The case is US v. Chester, No. 09-4084 (4th Cir. Feb. 23, 2010). Here is part of it.
“A grand jury sitting in the Southern District of West Virginia indicted William Samuel Chester, Jr., for possession of a firearm after having been convicted of a misdemeanor crime of domestic violence, in violation of 18 U.S.C. § 922(g)(9). Chester moved to dismiss the indictment, arguing that application of the federal statute to him violated his Second Amendment right to keep and bear arms as explained in District of Columbia v. Heller, 128 S. Ct. 2783 (2008). The district court denied the motion. Thereafter, Chester pled guilty but reserved his right to appeal the district court’s denial of his motion to dismiss the indictment. He now reiterates his Second Amendment challenge to § 922(g)(9).

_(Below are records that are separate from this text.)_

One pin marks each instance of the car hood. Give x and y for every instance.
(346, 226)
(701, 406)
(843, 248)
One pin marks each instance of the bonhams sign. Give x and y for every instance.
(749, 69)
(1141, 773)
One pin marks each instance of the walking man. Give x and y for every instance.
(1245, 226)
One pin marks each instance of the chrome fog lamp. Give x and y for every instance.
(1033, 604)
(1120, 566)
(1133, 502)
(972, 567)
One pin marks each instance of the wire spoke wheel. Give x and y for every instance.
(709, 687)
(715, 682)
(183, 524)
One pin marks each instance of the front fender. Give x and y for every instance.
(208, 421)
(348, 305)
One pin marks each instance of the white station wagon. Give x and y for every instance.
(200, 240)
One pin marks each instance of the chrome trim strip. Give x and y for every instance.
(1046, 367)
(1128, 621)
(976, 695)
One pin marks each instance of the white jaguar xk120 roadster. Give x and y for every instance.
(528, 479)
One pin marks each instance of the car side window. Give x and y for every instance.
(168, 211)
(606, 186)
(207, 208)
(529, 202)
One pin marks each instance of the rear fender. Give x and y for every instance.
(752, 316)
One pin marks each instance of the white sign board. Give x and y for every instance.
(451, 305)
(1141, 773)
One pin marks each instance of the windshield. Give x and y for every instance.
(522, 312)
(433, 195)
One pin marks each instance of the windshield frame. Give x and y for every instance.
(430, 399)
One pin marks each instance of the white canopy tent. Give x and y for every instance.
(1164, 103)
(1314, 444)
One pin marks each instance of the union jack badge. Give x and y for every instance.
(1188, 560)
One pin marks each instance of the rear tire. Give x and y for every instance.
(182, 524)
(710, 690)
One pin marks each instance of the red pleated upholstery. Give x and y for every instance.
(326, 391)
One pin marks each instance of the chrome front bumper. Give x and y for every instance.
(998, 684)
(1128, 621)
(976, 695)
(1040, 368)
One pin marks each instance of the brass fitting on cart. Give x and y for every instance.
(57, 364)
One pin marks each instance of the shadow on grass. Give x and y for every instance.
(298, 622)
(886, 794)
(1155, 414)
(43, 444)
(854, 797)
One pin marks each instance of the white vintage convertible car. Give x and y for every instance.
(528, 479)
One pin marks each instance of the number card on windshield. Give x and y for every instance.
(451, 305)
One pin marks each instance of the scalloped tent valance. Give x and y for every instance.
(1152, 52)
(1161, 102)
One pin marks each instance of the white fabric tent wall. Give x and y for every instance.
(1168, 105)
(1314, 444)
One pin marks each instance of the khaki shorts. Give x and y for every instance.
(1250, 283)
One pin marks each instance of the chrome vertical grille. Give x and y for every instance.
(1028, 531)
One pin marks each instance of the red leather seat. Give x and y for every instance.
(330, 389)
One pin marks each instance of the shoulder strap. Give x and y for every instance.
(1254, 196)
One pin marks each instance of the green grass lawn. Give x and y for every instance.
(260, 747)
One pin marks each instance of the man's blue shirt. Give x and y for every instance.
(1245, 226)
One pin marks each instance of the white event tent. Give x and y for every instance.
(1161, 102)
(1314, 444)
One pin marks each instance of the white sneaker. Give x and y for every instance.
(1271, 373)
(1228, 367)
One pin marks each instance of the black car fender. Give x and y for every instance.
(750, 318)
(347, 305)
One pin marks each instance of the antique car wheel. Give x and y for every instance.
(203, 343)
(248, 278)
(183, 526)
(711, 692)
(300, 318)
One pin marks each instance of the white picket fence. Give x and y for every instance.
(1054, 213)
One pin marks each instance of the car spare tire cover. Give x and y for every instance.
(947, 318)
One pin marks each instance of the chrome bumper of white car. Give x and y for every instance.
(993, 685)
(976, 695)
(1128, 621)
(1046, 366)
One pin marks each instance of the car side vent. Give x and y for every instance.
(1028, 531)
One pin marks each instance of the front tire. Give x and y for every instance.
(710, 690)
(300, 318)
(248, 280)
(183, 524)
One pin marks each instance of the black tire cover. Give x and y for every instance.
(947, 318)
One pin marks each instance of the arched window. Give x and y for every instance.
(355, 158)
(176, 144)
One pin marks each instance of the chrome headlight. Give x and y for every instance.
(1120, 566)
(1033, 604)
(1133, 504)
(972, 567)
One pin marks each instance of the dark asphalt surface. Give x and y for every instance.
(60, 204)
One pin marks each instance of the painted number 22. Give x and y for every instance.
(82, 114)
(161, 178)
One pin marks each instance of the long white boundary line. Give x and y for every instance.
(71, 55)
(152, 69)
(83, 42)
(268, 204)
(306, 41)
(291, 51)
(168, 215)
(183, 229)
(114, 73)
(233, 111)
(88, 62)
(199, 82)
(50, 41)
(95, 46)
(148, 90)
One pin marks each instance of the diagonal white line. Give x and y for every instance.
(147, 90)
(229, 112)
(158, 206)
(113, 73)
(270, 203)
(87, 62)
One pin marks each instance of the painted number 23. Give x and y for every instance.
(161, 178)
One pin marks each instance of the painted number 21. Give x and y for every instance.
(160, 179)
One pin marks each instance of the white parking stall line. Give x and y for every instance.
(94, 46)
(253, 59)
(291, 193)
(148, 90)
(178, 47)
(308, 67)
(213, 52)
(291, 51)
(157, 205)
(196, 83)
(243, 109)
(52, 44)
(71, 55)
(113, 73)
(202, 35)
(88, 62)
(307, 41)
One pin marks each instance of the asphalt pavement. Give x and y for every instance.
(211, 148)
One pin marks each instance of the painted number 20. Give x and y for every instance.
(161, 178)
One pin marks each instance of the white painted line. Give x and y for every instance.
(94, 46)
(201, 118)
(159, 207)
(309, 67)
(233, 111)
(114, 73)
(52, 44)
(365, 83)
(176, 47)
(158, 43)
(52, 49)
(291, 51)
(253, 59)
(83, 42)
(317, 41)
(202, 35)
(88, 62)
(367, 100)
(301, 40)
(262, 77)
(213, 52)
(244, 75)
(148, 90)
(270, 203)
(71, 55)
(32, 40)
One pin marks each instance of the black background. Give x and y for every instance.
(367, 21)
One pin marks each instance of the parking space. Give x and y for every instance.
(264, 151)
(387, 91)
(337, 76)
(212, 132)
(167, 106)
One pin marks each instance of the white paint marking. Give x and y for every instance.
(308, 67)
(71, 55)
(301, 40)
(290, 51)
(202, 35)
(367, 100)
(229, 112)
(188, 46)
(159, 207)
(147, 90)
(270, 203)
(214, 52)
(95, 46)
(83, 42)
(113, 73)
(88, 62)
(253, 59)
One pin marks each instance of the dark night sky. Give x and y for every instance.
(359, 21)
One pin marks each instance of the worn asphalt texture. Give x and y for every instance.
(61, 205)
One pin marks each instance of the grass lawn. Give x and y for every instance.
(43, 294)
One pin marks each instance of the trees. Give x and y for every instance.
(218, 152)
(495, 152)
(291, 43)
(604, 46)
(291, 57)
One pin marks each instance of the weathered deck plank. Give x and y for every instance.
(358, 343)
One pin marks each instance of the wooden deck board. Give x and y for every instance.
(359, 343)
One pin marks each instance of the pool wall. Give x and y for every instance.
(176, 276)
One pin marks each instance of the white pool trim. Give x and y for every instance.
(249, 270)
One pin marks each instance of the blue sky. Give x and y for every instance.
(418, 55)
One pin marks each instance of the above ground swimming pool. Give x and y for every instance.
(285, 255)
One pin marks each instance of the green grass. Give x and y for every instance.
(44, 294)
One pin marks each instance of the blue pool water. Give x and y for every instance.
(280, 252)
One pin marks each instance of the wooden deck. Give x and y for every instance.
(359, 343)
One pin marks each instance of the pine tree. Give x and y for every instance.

In the proceedings below, the district court did not address whether Heller required the Government to justify individual laws that restrict Second Amendment rights. Instead, it dismissed Chester's claim in reliance on Heller’s much-noted language as to “presumptively lawful” gun regulations—notably, the felon-dispossession laws. JA 60-61. Following the pattern of other lower federal courts, it drew an analogy between felons and domestic violence misdemeanants, concluding that the Heller language should be read to include both because the potential violent acts of those found guilty of domestic violence is often far greater than that of those who commit non-violent felonies. JA 61.
We find that the district court erred when it failed to scrutinize § 922(g)(9) apart from the language in Heller. We agree with the Seventh Circuit decision in United States v. Skoien, 587 F.3d 803, 808 (7th Cir. 2009), insofar as it held that challenges to firearms regulations under the Second Amendment must be individually analyzed because such regulations restrict the exercise of a constitutional entitlement. In this case, the district court neither determined the most appropriate level of scrutiny of § 922(g)(9), nor did it substantively apply that level of scrutiny to an analysis of § 922(g)(9), and therefore, we vacate and remand this case for further proceedings.”